The assumption made, which is not at all exact, is that the velocity component of the onrushing air which is perpendicular to the surface of the spoiler is reduced to zero while the parallell component remains untouched. This is far from correct, so you have to remember we are talking about a ballpark figure.
If the velocity is V and the angle of the spoiler is a (measured from the velocity of the aircraft, the perpendicular velocity will be V*sin(a).
The dynamic pressure q = 1/2*rho*(V*sin(a))^2
The force on the spoiler, perpendicular to the surface: F = q*A
The retarding component of the force: Fr = F*sin(a)
I reiterate that this is far from scientific but will give you an idea about the magnitude of the forces involved.

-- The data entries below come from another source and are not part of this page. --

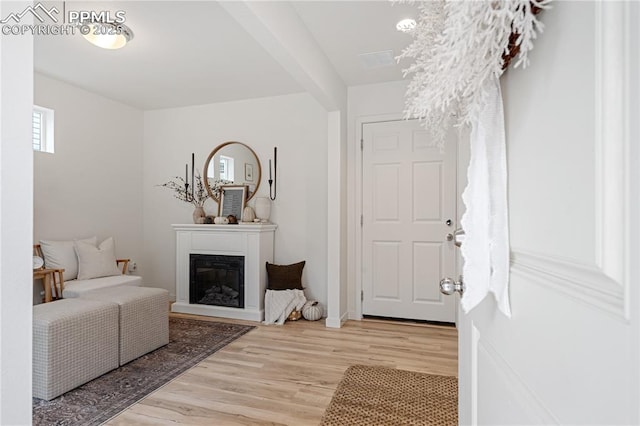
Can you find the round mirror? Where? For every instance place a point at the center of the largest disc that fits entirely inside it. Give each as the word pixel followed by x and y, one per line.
pixel 232 163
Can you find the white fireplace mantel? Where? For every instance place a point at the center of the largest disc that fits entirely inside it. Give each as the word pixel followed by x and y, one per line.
pixel 253 241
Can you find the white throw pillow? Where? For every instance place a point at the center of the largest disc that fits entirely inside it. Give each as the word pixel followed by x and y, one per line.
pixel 96 262
pixel 62 255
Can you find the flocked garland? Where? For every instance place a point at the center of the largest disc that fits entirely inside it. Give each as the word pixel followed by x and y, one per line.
pixel 457 46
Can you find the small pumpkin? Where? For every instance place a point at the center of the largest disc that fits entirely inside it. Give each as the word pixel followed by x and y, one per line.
pixel 294 315
pixel 312 311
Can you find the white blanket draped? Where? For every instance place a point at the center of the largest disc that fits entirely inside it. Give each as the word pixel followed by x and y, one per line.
pixel 278 304
pixel 486 223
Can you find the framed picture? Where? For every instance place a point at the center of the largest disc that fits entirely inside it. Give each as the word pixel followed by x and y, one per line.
pixel 232 200
pixel 248 172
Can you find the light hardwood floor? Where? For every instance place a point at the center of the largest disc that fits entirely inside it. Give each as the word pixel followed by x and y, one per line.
pixel 286 375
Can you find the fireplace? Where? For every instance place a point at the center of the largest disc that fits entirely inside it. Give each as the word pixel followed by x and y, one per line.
pixel 216 280
pixel 251 242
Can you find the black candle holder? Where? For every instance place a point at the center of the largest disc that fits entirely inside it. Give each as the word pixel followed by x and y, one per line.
pixel 273 182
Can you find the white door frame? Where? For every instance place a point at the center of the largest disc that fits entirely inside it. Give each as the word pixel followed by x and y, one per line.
pixel 357 190
pixel 462 159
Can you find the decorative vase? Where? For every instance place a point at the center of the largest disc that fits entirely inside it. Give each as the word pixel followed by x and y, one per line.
pixel 248 214
pixel 312 311
pixel 221 220
pixel 263 208
pixel 199 215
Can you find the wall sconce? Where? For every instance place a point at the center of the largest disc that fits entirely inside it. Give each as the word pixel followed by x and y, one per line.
pixel 272 181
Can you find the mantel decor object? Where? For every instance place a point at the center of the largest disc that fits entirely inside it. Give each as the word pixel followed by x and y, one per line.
pixel 263 209
pixel 272 194
pixel 193 193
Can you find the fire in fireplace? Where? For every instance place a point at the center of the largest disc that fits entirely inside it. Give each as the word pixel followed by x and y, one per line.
pixel 216 280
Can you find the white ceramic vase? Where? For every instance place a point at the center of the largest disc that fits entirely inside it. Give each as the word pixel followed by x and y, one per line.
pixel 199 215
pixel 263 208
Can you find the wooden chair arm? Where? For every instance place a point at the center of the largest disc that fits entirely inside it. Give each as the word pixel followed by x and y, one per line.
pixel 124 267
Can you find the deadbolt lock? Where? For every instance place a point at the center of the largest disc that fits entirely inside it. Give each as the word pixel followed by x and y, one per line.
pixel 448 286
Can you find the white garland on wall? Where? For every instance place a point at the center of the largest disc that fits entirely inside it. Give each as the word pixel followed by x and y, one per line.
pixel 457 47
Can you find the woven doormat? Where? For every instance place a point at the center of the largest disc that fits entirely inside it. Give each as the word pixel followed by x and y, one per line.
pixel 370 395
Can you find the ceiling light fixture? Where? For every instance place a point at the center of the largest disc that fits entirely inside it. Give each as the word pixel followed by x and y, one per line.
pixel 107 35
pixel 406 25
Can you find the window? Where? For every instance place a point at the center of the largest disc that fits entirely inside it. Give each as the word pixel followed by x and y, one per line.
pixel 42 129
pixel 226 168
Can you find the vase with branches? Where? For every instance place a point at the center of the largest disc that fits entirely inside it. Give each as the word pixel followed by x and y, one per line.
pixel 195 193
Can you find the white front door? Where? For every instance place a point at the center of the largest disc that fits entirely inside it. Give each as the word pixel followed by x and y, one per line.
pixel 409 207
pixel 569 354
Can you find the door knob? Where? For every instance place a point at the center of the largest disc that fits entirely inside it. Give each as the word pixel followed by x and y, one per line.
pixel 448 286
pixel 458 237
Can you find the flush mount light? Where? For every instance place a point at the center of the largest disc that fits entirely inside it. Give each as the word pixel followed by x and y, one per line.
pixel 406 25
pixel 107 35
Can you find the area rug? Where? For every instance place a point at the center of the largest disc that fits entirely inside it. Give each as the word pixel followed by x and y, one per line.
pixel 371 395
pixel 190 341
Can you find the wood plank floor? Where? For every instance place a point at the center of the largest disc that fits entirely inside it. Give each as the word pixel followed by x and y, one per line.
pixel 286 375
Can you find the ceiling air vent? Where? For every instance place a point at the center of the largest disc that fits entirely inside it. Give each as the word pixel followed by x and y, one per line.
pixel 377 59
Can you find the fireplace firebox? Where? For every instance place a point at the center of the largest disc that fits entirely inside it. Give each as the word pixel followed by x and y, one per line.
pixel 216 280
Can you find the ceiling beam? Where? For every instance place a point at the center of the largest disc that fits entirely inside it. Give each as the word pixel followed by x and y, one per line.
pixel 279 30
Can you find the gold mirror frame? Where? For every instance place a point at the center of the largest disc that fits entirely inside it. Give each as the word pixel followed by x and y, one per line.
pixel 257 178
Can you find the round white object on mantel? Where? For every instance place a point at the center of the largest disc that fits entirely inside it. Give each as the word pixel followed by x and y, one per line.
pixel 248 215
pixel 312 310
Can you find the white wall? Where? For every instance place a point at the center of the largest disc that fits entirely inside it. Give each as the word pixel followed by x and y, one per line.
pixel 567 355
pixel 92 184
pixel 16 178
pixel 296 124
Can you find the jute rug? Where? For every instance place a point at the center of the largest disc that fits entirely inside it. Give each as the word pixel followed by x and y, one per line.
pixel 190 341
pixel 385 396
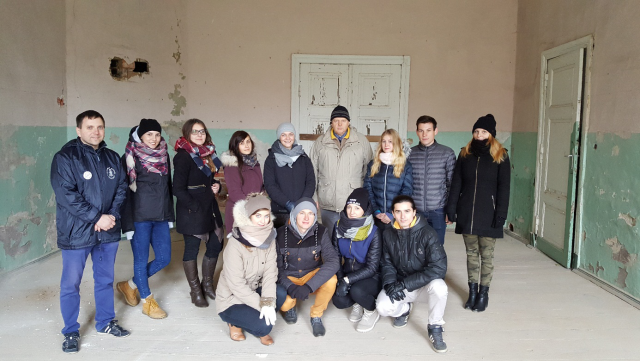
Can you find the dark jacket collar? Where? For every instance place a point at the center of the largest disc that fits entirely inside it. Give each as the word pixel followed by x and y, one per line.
pixel 422 147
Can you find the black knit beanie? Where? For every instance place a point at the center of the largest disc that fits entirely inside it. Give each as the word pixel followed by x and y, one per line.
pixel 359 197
pixel 340 112
pixel 488 123
pixel 148 125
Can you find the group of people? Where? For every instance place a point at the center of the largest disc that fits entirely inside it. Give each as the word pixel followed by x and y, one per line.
pixel 372 240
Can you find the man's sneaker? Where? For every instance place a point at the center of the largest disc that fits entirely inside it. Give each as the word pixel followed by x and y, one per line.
pixel 369 319
pixel 131 295
pixel 317 326
pixel 114 329
pixel 151 308
pixel 71 342
pixel 290 316
pixel 402 320
pixel 356 313
pixel 435 335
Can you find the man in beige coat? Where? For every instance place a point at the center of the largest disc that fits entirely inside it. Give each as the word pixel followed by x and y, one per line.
pixel 340 158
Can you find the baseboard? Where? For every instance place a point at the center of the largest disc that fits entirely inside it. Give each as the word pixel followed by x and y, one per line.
pixel 517 236
pixel 609 288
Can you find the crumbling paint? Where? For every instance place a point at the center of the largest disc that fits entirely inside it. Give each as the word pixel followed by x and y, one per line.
pixel 27 215
pixel 523 149
pixel 610 213
pixel 10 158
pixel 179 101
pixel 630 221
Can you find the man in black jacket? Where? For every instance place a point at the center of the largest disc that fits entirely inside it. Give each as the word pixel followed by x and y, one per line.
pixel 89 184
pixel 413 261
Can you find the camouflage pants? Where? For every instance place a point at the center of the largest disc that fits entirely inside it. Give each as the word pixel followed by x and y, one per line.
pixel 479 247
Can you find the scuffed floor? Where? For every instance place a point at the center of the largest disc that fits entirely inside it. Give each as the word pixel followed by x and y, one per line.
pixel 537 311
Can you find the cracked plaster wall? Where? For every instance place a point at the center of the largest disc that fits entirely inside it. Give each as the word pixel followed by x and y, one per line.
pixel 609 243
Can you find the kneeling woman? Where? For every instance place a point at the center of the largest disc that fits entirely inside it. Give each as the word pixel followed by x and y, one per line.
pixel 307 263
pixel 246 295
pixel 357 241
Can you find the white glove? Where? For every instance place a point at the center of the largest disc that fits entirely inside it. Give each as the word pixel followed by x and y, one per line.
pixel 269 315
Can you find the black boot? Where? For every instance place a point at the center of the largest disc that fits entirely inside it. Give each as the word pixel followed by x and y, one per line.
pixel 191 271
pixel 483 299
pixel 208 269
pixel 473 292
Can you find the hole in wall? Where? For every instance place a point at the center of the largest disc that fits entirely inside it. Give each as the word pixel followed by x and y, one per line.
pixel 121 70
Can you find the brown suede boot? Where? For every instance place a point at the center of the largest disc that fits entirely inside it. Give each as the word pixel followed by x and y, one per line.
pixel 151 308
pixel 191 271
pixel 131 296
pixel 208 269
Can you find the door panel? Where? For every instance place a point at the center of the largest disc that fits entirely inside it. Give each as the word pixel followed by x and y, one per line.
pixel 322 88
pixel 376 95
pixel 558 156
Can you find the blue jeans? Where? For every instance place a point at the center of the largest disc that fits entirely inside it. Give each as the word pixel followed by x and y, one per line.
pixel 156 235
pixel 437 221
pixel 103 257
pixel 248 318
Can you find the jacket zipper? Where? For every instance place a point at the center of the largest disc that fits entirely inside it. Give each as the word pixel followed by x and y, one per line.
pixel 475 190
pixel 385 188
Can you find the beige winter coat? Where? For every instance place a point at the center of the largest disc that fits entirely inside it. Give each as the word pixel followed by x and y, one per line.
pixel 339 169
pixel 245 269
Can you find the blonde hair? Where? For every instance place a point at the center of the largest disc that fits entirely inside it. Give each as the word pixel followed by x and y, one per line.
pixel 497 151
pixel 399 158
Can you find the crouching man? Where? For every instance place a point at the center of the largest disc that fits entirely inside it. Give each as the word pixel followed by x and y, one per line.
pixel 413 261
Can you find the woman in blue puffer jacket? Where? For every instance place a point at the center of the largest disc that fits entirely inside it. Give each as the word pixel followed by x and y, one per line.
pixel 388 175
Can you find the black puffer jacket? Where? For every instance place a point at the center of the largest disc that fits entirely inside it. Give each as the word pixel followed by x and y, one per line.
pixel 87 183
pixel 412 255
pixel 288 183
pixel 353 269
pixel 153 198
pixel 479 195
pixel 197 210
pixel 298 257
pixel 432 171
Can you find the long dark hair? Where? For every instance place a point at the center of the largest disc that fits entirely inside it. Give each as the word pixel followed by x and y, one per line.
pixel 234 149
pixel 186 134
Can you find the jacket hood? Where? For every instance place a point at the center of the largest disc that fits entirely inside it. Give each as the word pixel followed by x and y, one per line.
pixel 241 218
pixel 229 160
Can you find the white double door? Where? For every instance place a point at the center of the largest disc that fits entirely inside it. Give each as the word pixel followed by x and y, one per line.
pixel 371 93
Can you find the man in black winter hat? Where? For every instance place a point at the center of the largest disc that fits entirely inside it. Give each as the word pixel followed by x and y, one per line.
pixel 338 171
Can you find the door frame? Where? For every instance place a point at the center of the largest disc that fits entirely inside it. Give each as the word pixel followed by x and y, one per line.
pixel 587 44
pixel 404 61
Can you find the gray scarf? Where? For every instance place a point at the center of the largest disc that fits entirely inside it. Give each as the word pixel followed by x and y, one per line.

Assuming M.85@FL330 ISA, V will be roughly 250 m/s and rho 0.4 kg/m^3. Assume a to be 70 degrees.
q = 11e3 N/m^2.
With a weight of, say, 100 metric tons, this means you get
100/11*sin(70) m/s of deceleration per square meter of spoiler, a little less than 1G.
Hint: Look into the change of momentum of the air deflected. That would probably be a more correct approach!
P.S. Way too late to be doing calculus... so be kind if I messed something up.
I thought I was doing good trying to avoid those airport hotels... and look at me now.